From 8f28a6e934b12841200ad6a2d17b092d6e34fed4 Mon Sep 17 00:00:00 2001
From: =?UTF-8?q?Andr=C3=A9=20Anast=C3=A1cio?= <andreluisanastacio@gmail.com>
Date: Mon, 5 Jan 2026 14:38:49 -0300
Subject: [PATCH 1/2] fix: raise NotImplementedError when filtering by UUID
 column

PyArrow does not support filtering on UUID-typed columns. This commit
raises a NotImplementedError with a clear message when such a filter
is attempted
---
 pyiceberg/io/pyarrow.py         | 11 ++++++++++-
 tests/integration/test_reads.py | 32 ++++++++++++++++----------------
 2 files changed, 26 insertions(+), 17 deletions(-)

diff --git a/pyiceberg/io/pyarrow.py b/pyiceberg/io/pyarrow.py
index 0dfc5eb55a..2e811dbedd 100644
--- a/pyiceberg/io/pyarrow.py
+++ b/pyiceberg/io/pyarrow.py
@@ -203,6 +203,10 @@
 MAP_VALUE_NAME = "value"
 DOC = "doc"
 UTC_ALIASES = {"UTC", "+00:00", "Etc/UTC", "Z"}
+UUID_FILTER_NOT_SUPPORTED_ERROR_MESSAGE = (
+    f"Filtering on UUID columns is not supported by the installed PyArrow version ({pa.__version__})"
+)
+
 
 T = TypeVar("T")
 
@@ -1641,7 +1645,12 @@ def _task_to_record_batches(
                 bound_row_filter, file_schema, case_sensitive=case_sensitive, projected_field_values=projected_missing_fields
             )
             bound_file_filter = bind(file_schema, translated_row_filter, case_sensitive=case_sensitive)
-            pyarrow_filter = expression_to_pyarrow(bound_file_filter, file_schema)
+            try:
+                pyarrow_filter = expression_to_pyarrow(bound_file_filter, file_schema)
+            except pyarrow.lib.ArrowNotImplementedError as e:
+                if "arrow.uuid" in str(e):
+                    raise NotImplementedError(UUID_FILTER_NOT_SUPPORTED_ERROR_MESSAGE) from e
+                raise
 
         file_project_schema = prune_columns(file_schema, projected_field_ids, select_full_types=False)
 
diff --git a/tests/integration/test_reads.py b/tests/integration/test_reads.py
index 6c8b4a20a7..6a60c0bfa2 100644
--- a/tests/integration/test_reads.py
+++ b/tests/integration/test_reads.py
@@ -820,17 +820,20 @@ def test_partitioned_tables(catalog: Catalog) -> None:
 @pytest.mark.parametrize("catalog", [lf("session_catalog_hive"), lf("session_catalog")])

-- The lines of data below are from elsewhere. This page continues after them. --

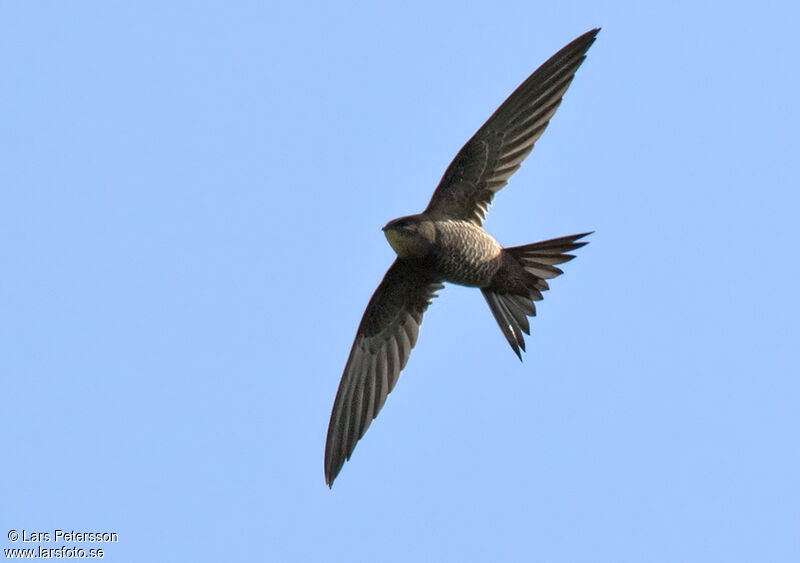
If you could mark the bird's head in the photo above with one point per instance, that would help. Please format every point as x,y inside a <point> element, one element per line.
<point>410,237</point>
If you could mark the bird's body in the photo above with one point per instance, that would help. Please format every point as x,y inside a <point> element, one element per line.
<point>447,243</point>
<point>451,250</point>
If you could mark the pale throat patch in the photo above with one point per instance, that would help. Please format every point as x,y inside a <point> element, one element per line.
<point>398,242</point>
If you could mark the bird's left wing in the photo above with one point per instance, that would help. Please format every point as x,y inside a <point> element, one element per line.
<point>482,166</point>
<point>385,337</point>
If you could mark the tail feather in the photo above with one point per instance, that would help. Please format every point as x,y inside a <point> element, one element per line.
<point>511,309</point>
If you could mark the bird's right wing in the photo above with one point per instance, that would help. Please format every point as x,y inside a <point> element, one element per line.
<point>385,337</point>
<point>483,166</point>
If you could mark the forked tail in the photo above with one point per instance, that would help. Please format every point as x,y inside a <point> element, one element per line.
<point>511,297</point>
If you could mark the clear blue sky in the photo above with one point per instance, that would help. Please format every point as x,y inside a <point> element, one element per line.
<point>191,196</point>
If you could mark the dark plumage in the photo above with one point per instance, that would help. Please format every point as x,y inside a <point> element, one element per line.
<point>446,243</point>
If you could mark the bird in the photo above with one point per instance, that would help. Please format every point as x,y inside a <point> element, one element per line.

 def test_unpartitioned_uuid_table(catalog: Catalog) -> None:
     unpartitioned_uuid = catalog.load_table("default.test_uuid_and_fixed_unpartitioned")
-    arrow_table_eq = unpartitioned_uuid.scan(row_filter="uuid_col == '102cb62f-e6f8-4eb0-9973-d9b012ff0967'").to_arrow()

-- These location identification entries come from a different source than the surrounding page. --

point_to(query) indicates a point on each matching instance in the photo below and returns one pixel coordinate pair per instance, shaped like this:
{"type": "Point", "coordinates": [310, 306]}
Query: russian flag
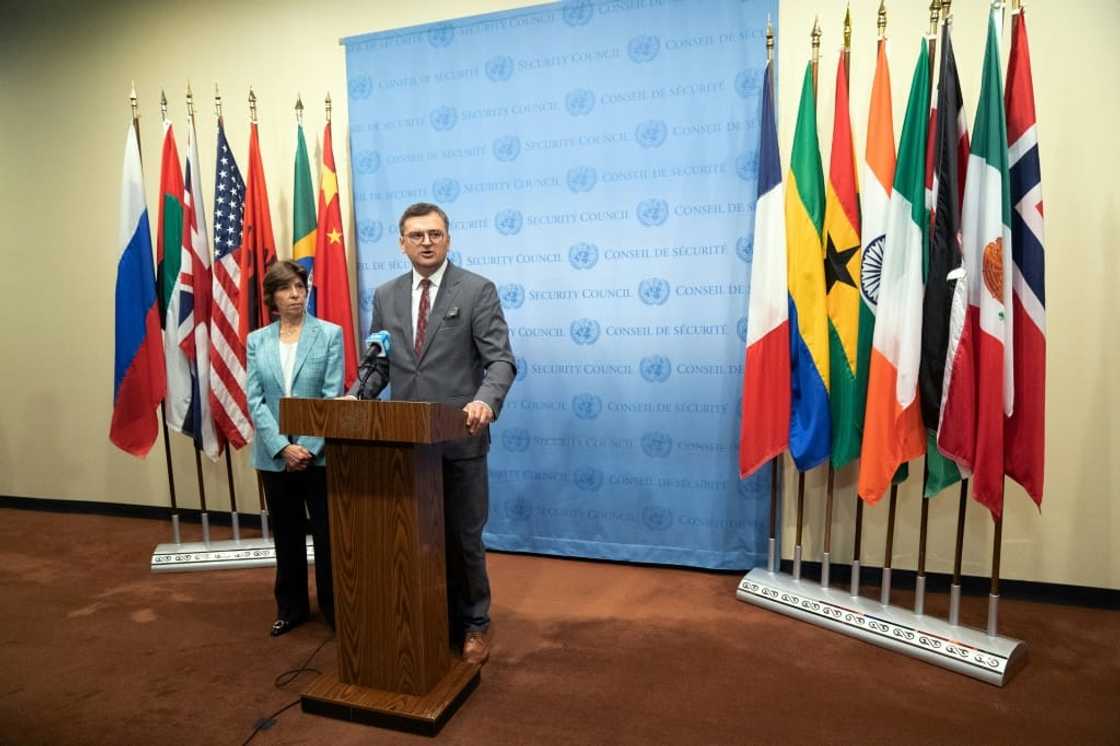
{"type": "Point", "coordinates": [764, 428]}
{"type": "Point", "coordinates": [139, 378]}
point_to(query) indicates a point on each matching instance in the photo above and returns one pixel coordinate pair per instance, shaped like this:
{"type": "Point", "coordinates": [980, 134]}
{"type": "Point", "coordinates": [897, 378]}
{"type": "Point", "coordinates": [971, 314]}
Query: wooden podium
{"type": "Point", "coordinates": [385, 486]}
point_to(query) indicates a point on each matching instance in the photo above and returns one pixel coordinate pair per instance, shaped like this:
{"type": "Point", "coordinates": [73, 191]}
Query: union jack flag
{"type": "Point", "coordinates": [227, 351]}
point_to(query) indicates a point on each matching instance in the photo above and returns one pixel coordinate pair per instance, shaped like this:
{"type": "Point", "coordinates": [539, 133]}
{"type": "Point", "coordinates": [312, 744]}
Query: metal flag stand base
{"type": "Point", "coordinates": [974, 653]}
{"type": "Point", "coordinates": [227, 555]}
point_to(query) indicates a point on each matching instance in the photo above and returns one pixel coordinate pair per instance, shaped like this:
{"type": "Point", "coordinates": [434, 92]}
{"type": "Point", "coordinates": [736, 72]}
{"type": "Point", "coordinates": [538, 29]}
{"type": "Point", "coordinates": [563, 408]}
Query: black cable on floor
{"type": "Point", "coordinates": [280, 682]}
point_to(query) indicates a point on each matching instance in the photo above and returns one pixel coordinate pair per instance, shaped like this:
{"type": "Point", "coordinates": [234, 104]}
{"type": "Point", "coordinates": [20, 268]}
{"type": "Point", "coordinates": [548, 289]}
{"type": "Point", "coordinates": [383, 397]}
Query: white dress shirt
{"type": "Point", "coordinates": [437, 280]}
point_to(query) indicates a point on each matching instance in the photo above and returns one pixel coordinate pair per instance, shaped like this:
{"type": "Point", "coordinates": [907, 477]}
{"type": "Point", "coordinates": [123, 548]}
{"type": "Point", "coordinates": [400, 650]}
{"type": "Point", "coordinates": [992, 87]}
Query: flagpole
{"type": "Point", "coordinates": [776, 462]}
{"type": "Point", "coordinates": [924, 523]}
{"type": "Point", "coordinates": [954, 589]}
{"type": "Point", "coordinates": [234, 519]}
{"type": "Point", "coordinates": [880, 24]}
{"type": "Point", "coordinates": [994, 593]}
{"type": "Point", "coordinates": [198, 459]}
{"type": "Point", "coordinates": [260, 484]}
{"type": "Point", "coordinates": [162, 404]}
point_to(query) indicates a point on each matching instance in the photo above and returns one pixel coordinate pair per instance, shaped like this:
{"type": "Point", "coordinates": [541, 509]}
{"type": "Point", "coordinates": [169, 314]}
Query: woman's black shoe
{"type": "Point", "coordinates": [283, 626]}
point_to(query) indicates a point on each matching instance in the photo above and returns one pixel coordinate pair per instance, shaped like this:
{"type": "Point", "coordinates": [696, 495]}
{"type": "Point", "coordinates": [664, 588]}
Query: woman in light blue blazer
{"type": "Point", "coordinates": [297, 355]}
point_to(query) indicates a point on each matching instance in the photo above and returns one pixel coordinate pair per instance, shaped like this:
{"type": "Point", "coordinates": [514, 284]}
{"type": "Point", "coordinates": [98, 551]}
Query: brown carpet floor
{"type": "Point", "coordinates": [96, 650]}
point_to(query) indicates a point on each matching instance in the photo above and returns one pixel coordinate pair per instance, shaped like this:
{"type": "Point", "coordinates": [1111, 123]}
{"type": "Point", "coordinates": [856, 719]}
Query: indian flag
{"type": "Point", "coordinates": [893, 431]}
{"type": "Point", "coordinates": [979, 385]}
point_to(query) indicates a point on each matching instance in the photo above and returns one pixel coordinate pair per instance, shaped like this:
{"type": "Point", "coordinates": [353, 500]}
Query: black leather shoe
{"type": "Point", "coordinates": [283, 626]}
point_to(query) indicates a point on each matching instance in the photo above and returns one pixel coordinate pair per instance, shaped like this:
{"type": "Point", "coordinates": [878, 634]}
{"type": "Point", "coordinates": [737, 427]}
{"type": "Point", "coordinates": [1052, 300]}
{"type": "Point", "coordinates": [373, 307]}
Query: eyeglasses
{"type": "Point", "coordinates": [417, 238]}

-    assert arrow_table_eq["uuid_col"].to_pylist() == [uuid.UUID("102cb62f-e6f8-4eb0-9973-d9b012ff0967")]
-
-    arrow_table_neq = unpartitioned_uuid.scan(
-        row_filter="uuid_col != '102cb62f-e6f8-4eb0-9973-d9b012ff0967' and uuid_col != '639cccce-c9d2-494a-a78c-278ab234f024'"
-    ).to_arrow()
-    assert arrow_table_neq["uuid_col"].to_pylist() == [
-        uuid.UUID("ec33e4b2-a834-4cc3-8c4a-a1d3bfc2f226"),
-        uuid.UUID("c1b0d8e0-0b0e-4b1e-9b0a-0e0b0d0c0a0b"),
-        uuid.UUID("923dae77-83d6-47cd-b4b0-d383e64ee57e"),
-    ]
+    try:
+        arrow_table_eq = unpartitioned_uuid.scan(row_filter="uuid_col == '102cb62f-e6f8-4eb0-9973-d9b012ff0967'").to_arrow()

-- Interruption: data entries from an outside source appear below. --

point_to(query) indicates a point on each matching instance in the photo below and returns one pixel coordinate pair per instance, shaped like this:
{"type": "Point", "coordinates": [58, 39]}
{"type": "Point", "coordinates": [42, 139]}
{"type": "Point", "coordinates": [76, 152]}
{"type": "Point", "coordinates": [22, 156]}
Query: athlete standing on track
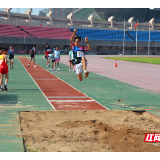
{"type": "Point", "coordinates": [3, 68]}
{"type": "Point", "coordinates": [57, 58]}
{"type": "Point", "coordinates": [32, 54]}
{"type": "Point", "coordinates": [79, 60]}
{"type": "Point", "coordinates": [11, 56]}
{"type": "Point", "coordinates": [47, 51]}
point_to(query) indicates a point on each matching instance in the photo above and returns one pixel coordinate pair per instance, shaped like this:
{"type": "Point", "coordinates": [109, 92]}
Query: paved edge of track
{"type": "Point", "coordinates": [59, 102]}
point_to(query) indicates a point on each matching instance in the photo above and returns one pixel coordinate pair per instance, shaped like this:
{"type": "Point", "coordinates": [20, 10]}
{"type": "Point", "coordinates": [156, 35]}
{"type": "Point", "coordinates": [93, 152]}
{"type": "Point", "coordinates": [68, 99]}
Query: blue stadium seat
{"type": "Point", "coordinates": [117, 35]}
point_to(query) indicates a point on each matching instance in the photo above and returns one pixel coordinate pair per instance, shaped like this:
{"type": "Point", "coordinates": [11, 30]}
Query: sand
{"type": "Point", "coordinates": [88, 131]}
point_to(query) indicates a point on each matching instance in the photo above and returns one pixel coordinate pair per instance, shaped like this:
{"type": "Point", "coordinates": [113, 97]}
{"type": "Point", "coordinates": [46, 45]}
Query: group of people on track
{"type": "Point", "coordinates": [76, 58]}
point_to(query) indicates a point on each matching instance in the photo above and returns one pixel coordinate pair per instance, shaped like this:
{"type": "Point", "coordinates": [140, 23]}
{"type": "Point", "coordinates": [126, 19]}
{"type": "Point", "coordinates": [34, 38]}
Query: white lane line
{"type": "Point", "coordinates": [46, 79]}
{"type": "Point", "coordinates": [72, 101]}
{"type": "Point", "coordinates": [38, 87]}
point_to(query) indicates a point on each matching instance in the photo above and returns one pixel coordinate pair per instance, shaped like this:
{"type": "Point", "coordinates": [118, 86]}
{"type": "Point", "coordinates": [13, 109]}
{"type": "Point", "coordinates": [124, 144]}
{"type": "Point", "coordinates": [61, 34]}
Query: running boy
{"type": "Point", "coordinates": [79, 57]}
{"type": "Point", "coordinates": [47, 51]}
{"type": "Point", "coordinates": [11, 56]}
{"type": "Point", "coordinates": [70, 61]}
{"type": "Point", "coordinates": [32, 55]}
{"type": "Point", "coordinates": [3, 68]}
{"type": "Point", "coordinates": [51, 57]}
{"type": "Point", "coordinates": [57, 58]}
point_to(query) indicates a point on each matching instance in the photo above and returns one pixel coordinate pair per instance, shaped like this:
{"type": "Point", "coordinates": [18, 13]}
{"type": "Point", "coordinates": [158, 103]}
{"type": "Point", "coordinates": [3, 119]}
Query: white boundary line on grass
{"type": "Point", "coordinates": [72, 101]}
{"type": "Point", "coordinates": [38, 86]}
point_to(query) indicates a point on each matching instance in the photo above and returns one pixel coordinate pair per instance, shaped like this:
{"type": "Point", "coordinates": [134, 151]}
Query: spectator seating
{"type": "Point", "coordinates": [65, 33]}
{"type": "Point", "coordinates": [12, 31]}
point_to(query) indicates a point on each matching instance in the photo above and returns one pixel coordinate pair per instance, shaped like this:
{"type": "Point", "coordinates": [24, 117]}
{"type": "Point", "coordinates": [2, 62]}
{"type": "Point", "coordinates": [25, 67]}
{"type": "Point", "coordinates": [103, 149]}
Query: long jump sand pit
{"type": "Point", "coordinates": [88, 131]}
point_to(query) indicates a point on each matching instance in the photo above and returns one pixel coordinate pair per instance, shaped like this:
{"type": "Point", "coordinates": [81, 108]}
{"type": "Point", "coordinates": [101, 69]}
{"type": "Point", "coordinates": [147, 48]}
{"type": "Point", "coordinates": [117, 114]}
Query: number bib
{"type": "Point", "coordinates": [80, 54]}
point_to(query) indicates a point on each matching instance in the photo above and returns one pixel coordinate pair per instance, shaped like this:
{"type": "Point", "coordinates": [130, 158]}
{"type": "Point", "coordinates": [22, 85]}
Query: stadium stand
{"type": "Point", "coordinates": [12, 31]}
{"type": "Point", "coordinates": [48, 32]}
{"type": "Point", "coordinates": [117, 35]}
{"type": "Point", "coordinates": [65, 33]}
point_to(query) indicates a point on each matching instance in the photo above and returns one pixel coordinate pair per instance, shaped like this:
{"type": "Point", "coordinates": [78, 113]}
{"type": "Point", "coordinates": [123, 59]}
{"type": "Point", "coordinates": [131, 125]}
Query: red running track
{"type": "Point", "coordinates": [60, 95]}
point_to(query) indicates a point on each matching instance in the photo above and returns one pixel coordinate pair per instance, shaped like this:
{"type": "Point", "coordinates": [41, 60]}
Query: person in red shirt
{"type": "Point", "coordinates": [3, 68]}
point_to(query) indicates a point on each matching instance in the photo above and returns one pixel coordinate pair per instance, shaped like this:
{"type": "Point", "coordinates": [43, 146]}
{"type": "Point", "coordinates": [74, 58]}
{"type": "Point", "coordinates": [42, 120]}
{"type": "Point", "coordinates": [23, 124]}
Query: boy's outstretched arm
{"type": "Point", "coordinates": [88, 45]}
{"type": "Point", "coordinates": [72, 37]}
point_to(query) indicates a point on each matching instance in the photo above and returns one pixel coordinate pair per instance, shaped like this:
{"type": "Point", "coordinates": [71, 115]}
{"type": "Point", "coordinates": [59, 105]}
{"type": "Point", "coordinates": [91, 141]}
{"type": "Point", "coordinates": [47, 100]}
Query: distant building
{"type": "Point", "coordinates": [58, 12]}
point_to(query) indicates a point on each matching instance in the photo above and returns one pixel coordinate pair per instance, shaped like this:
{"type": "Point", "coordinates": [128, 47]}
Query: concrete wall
{"type": "Point", "coordinates": [106, 46]}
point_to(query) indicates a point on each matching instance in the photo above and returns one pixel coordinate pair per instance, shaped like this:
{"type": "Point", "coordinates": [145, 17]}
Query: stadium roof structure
{"type": "Point", "coordinates": [84, 13]}
{"type": "Point", "coordinates": [140, 14]}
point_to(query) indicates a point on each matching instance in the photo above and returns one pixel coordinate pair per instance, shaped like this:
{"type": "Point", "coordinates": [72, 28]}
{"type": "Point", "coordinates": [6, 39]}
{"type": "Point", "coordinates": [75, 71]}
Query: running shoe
{"type": "Point", "coordinates": [1, 89]}
{"type": "Point", "coordinates": [5, 87]}
{"type": "Point", "coordinates": [86, 74]}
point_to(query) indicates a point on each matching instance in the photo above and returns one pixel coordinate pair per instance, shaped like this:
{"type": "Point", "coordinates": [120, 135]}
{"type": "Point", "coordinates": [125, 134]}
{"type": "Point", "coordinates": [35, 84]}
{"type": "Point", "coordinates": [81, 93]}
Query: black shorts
{"type": "Point", "coordinates": [76, 61]}
{"type": "Point", "coordinates": [11, 56]}
{"type": "Point", "coordinates": [32, 55]}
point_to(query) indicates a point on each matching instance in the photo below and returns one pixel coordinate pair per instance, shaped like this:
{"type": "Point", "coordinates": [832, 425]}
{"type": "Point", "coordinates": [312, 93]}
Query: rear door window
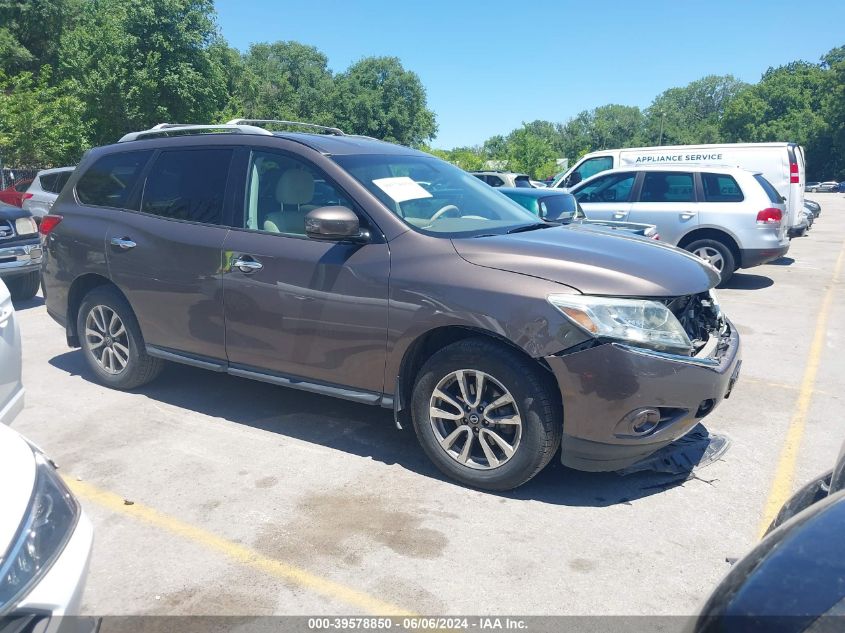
{"type": "Point", "coordinates": [188, 185]}
{"type": "Point", "coordinates": [660, 186]}
{"type": "Point", "coordinates": [721, 188]}
{"type": "Point", "coordinates": [61, 181]}
{"type": "Point", "coordinates": [48, 181]}
{"type": "Point", "coordinates": [592, 166]}
{"type": "Point", "coordinates": [614, 187]}
{"type": "Point", "coordinates": [769, 188]}
{"type": "Point", "coordinates": [109, 182]}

+        assert arrow_table_eq["uuid_col"].to_pylist() == [uuid.UUID("102cb62f-e6f8-4eb0-9973-d9b012ff0967")]
+
+        arrow_table_neq = unpartitioned_uuid.scan(
+            row_filter="uuid_col != '102cb62f-e6f8-4eb0-9973-d9b012ff0967' and uuid_col != '639cccce-c9d2-494a-a78c-278ab234f024'"
+        ).to_arrow()
+        assert arrow_table_neq["uuid_col"].to_pylist() == [
+            uuid.UUID("ec33e4b2-a834-4cc3-8c4a-a1d3bfc2f226"),
+            uuid.UUID("c1b0d8e0-0b0e-4b1e-9b0a-0e0b0d0c0a0b"),
+            uuid.UUID("923dae77-83d6-47cd-b4b0-d383e64ee57e"),
+        ]
+    except NotImplementedError as e:
+        assert "Filtering on UUID columns is not supported" in str(e)
 
 
 @pytest.mark.integration
@@ -840,14 +843,11 @@ def test_unpartitioned_fixed_table(catalog: Catalog) -> None:
     arrow_table_eq = fixed_table.scan(row_filter=EqualTo("fixed_col", b"1234567890123456789012345")).to_arrow()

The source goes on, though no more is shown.